HR News: 23 Jan, 2017

1.
Beat workplace stress: Nestle allows pet dogs in UK factory
The Switzerland headquartered multinational has decided to open its doors to pets, agreeing to the fact that dogs are workplace stress busters. 
Workplace stress has been itching organisations and employees alike, as it takes a toll on the physical and mental well-being of the employees, and consequently, impacts business results. In short, it results in productivity loss and poor output. Businesses have been trying various ways to combat workplace stress, and in that endeavour, Nestle has taken a unique route.
Nestle, with its headquarters in Switzerland, has decided to open its doors to pets, agreeing to the fact that dogs are workplace stress busters.
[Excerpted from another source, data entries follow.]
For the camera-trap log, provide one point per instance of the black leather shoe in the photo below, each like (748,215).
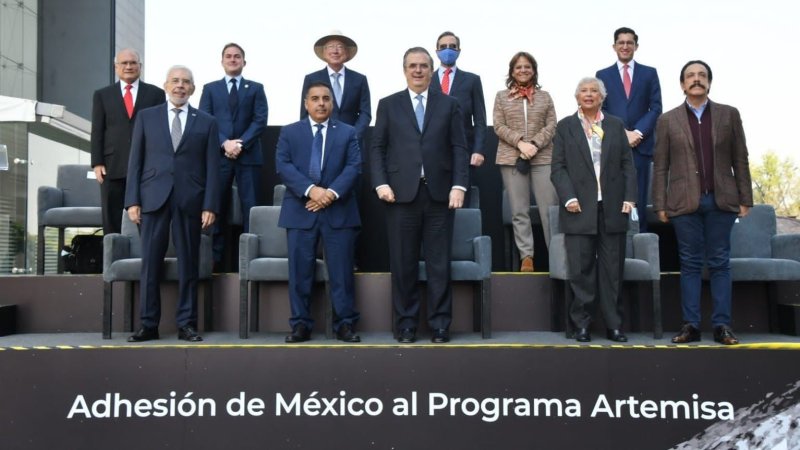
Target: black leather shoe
(300,333)
(346,333)
(144,334)
(440,336)
(687,334)
(724,335)
(407,336)
(582,335)
(616,335)
(188,333)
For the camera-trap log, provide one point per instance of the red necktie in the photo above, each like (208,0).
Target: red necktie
(626,81)
(128,99)
(446,81)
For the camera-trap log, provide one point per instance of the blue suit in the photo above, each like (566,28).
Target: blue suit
(246,123)
(639,112)
(337,224)
(355,109)
(173,188)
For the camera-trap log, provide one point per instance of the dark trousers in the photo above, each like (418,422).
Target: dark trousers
(595,263)
(339,247)
(248,184)
(430,222)
(704,236)
(112,197)
(155,233)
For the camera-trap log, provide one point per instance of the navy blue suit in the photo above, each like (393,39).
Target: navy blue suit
(336,224)
(173,188)
(639,112)
(355,109)
(468,90)
(246,123)
(398,154)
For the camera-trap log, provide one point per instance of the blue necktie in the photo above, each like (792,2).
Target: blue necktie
(233,97)
(419,111)
(315,165)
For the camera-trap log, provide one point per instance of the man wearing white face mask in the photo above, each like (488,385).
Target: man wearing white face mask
(467,89)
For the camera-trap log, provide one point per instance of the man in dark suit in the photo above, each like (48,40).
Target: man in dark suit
(419,166)
(634,95)
(240,108)
(173,184)
(466,87)
(593,174)
(114,110)
(319,160)
(351,104)
(701,183)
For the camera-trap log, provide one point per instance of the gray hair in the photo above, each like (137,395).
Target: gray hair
(179,67)
(592,80)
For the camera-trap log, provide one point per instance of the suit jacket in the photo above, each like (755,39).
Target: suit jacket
(573,176)
(400,151)
(112,129)
(340,169)
(468,90)
(246,123)
(356,107)
(641,110)
(190,174)
(676,180)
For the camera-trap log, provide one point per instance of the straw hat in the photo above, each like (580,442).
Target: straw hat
(352,48)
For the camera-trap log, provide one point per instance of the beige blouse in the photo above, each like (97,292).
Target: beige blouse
(509,125)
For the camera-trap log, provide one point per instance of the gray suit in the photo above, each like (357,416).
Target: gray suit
(595,237)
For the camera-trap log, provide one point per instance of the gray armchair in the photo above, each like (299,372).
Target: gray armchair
(759,254)
(641,265)
(471,260)
(74,202)
(264,257)
(122,261)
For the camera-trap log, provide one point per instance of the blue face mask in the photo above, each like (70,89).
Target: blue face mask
(448,56)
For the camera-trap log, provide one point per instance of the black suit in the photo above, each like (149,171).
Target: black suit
(595,237)
(420,214)
(111,144)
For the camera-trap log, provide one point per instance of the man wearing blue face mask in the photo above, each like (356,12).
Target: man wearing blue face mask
(467,89)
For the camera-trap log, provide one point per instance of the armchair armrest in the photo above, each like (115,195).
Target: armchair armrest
(48,197)
(786,246)
(115,247)
(482,248)
(645,248)
(248,251)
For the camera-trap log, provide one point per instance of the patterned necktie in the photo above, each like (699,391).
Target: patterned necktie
(315,164)
(128,99)
(626,81)
(177,132)
(233,97)
(337,88)
(446,81)
(420,111)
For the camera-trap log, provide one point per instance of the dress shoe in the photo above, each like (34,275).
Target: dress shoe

The company has a pet food factory at Sudbury in the UK, where employees will now be able to come to work with their pets. Being the first company ever in the UK to have allowed pets in the workplace, this is also the first time Nestle itself has ever allowed dogs or any other pets within any of its premises.

2.
Microsoft to cut 700 jobs as part of its previous announcement
The company is reportedly going to begin the trimming during its earnings call on 26 January.
In line with its previous announcement of plans to cut 2,850 jobs by June 2017, Microsoft is reportedly going to begin the trimming with an announcement of cutting down about 700 jobs during its earnings call on 26 January.
Apparently, most of the 2,850 roles that may be cut have already been eliminated. The cuts may not be concentrated in any particular area, but are part of an effort to update skills across the company.
The company had over 114,000 employees as of 30 June, 2016, the end of its last fiscal year. At the same, it has over 1,000 open positions that it's seeking to fill through LinkedIn.
The cuts, not being specific, may reportedly range from the company's worldwide offices and business units, including sales, marketing, human resources, engineering, finance and more.

3.
Air India staff to get a pay raise after long wait.
Having turned operationally profitable in the last financial year, after about five years, Air India will now give a 2 per cent salary hike.
Following a few difficult years of dying profits and mounting losses, the national air carrier, Air India, has reportedly decided to provide a salary hike to its permanent staff. With things looking better, after about five years of poor revenue, Air India has now decided to give a two per cent salary hike to its permanent employees.
Aided by lower fuel costs and rise in passenger numbers, Air India posted an operational profit of Rs 105 crore in the last financial year. It was also the first time in a decade that the carrier turned operationally profitable.
In a communication to employees, Air India’s executive director, A Jayachandran, recently shared that in view of the last fiscal’s operating profit, the company has decided that the yearly increment rate—for all categories of permanent employees of Air India and its employees posted in subsidiaries—will be applicable at two per cent.